In Chapter 10, we explored that log blood lead levels could be approximated by a normal distribution. To test our hypothesis that there is a difference in mean log blood lead level between those with and without hypertension, we use a two-sample unpaired t-test. This shows a statistically significant difference between the two groups at the 0.05 level.

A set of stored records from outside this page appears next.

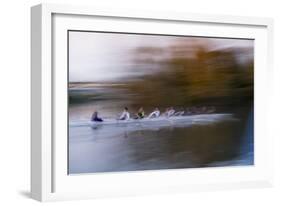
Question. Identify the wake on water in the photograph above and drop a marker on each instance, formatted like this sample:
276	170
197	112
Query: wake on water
155	123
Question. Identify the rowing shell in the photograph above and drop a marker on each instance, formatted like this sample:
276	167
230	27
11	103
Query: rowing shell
190	119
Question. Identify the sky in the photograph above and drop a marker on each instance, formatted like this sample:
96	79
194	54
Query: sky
102	57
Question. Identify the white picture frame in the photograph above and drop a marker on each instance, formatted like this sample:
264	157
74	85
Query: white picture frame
49	178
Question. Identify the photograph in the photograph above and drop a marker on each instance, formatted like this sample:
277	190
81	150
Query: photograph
142	102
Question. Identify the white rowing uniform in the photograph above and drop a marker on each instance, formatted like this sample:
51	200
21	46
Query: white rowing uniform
125	116
155	114
170	112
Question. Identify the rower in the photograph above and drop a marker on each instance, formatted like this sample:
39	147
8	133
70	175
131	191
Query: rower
125	115
95	117
169	112
155	113
179	113
140	114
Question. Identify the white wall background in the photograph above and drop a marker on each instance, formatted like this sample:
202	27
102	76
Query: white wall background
15	101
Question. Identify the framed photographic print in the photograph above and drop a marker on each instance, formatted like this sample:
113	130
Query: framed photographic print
132	102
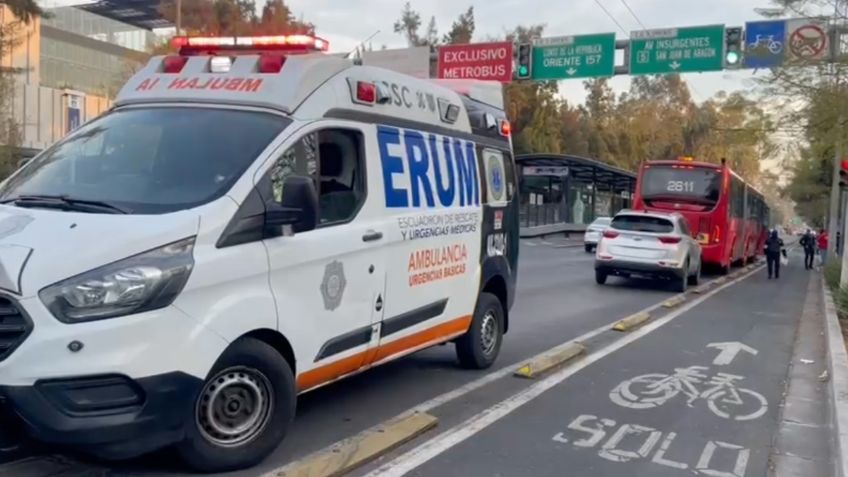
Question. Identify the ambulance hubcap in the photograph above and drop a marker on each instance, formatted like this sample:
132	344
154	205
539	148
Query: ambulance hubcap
489	334
234	407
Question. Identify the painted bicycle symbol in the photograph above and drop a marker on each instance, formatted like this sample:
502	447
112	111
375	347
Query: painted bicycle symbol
767	42
723	397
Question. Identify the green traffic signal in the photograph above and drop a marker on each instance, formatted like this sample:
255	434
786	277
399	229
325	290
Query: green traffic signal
732	57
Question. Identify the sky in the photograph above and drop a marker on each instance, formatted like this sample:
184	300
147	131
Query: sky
346	23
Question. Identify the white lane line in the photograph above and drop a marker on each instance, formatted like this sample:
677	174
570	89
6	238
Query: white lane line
441	399
482	381
450	438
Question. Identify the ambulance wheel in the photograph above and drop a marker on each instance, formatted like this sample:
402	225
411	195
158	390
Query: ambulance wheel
243	411
480	345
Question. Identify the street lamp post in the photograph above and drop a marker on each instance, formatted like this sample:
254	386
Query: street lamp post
179	17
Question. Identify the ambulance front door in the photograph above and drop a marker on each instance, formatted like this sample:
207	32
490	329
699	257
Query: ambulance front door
328	282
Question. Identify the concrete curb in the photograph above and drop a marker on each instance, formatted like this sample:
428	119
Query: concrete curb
360	449
631	321
837	367
549	361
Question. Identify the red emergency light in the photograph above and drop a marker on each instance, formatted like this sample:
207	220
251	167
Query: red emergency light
216	44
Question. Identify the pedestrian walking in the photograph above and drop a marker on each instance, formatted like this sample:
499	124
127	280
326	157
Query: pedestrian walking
808	242
822	243
774	247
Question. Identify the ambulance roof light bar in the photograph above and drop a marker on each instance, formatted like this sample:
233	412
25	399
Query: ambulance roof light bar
273	42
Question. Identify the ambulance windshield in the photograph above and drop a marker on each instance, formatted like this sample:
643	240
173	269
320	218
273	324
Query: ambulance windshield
149	160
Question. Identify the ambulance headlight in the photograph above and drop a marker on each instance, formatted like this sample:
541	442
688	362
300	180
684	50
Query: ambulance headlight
143	282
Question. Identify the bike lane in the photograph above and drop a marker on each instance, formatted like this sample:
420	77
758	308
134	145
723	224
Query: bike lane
700	395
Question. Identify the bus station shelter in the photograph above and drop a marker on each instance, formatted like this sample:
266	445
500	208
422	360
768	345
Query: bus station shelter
570	191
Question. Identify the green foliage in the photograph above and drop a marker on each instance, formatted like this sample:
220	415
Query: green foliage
25	10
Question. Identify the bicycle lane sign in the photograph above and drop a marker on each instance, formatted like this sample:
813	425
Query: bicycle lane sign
765	44
722	392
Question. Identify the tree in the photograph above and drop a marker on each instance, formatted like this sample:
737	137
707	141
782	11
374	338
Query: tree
10	36
408	25
25	10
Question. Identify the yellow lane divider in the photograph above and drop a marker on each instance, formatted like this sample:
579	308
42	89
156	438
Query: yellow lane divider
632	321
674	302
362	448
549	361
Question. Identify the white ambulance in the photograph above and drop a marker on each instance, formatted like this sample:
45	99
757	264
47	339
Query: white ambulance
239	229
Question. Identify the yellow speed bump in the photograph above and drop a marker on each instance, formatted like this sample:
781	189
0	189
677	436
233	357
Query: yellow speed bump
360	449
674	302
631	321
548	361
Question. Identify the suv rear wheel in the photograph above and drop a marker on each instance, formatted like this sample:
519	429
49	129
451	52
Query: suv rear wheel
680	283
695	279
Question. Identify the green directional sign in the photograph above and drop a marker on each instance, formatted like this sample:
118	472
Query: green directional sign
677	50
582	56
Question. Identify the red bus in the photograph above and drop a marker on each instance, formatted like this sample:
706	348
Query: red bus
729	218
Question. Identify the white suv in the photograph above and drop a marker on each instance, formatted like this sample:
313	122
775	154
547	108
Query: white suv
650	244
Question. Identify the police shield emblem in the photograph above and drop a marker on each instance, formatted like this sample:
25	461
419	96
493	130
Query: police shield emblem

t.test(log(LEAD) ~ HYP, data = NHANESsample)
#> 
#>  Welch Two Sample t-test
#> 
#> data:  log(LEAD) by HYP
#> t = -37, df = 28853, p-value <2e-16
#> alternative hypothesis: true difference in means between group 0 and group 1 is not equal to 0
#> 95 percent confidence interval:
#>  -0.314 -0.282
#> sample estimates:
#> mean in group 0 mean in group 1 
#>           0.161           0.459

Finally, we repeat this test for a stratified analysis and present the results in a concise table. For both groups, we find a statistically significant difference at the 0.05 level.

# stratify the data
nhanes_male <- NHANESsample[NHANESsample$SEX == "Male",]
nhanes_female <- NHANESsample[NHANESsample$SEX == "Female",]

# t-test for each
test_male <- t.test(log(LEAD) ~ HYP, data = nhanes_male)
test_female <- t.test(log(LEAD) ~ HYP, data = nhanes_female)

# create data frame
res_df <- data.frame(group = c("Male", "Female"),
                     statistic = signif(c(test_male$statistic,
                                          test_female$statistic), 3),
                     p.value = signif(c(test_male$p.value,
                                          test_female$p.value), 3))
res_df
#>    group statistic   p.value
#> 1   Male     -14.7  1.84e-48
#> 2 Female     -32.3 4.35e-221

In Chapter 13, we use linear regression to further explore the association between blood lead level and hypertension adjusting for other potential confounders.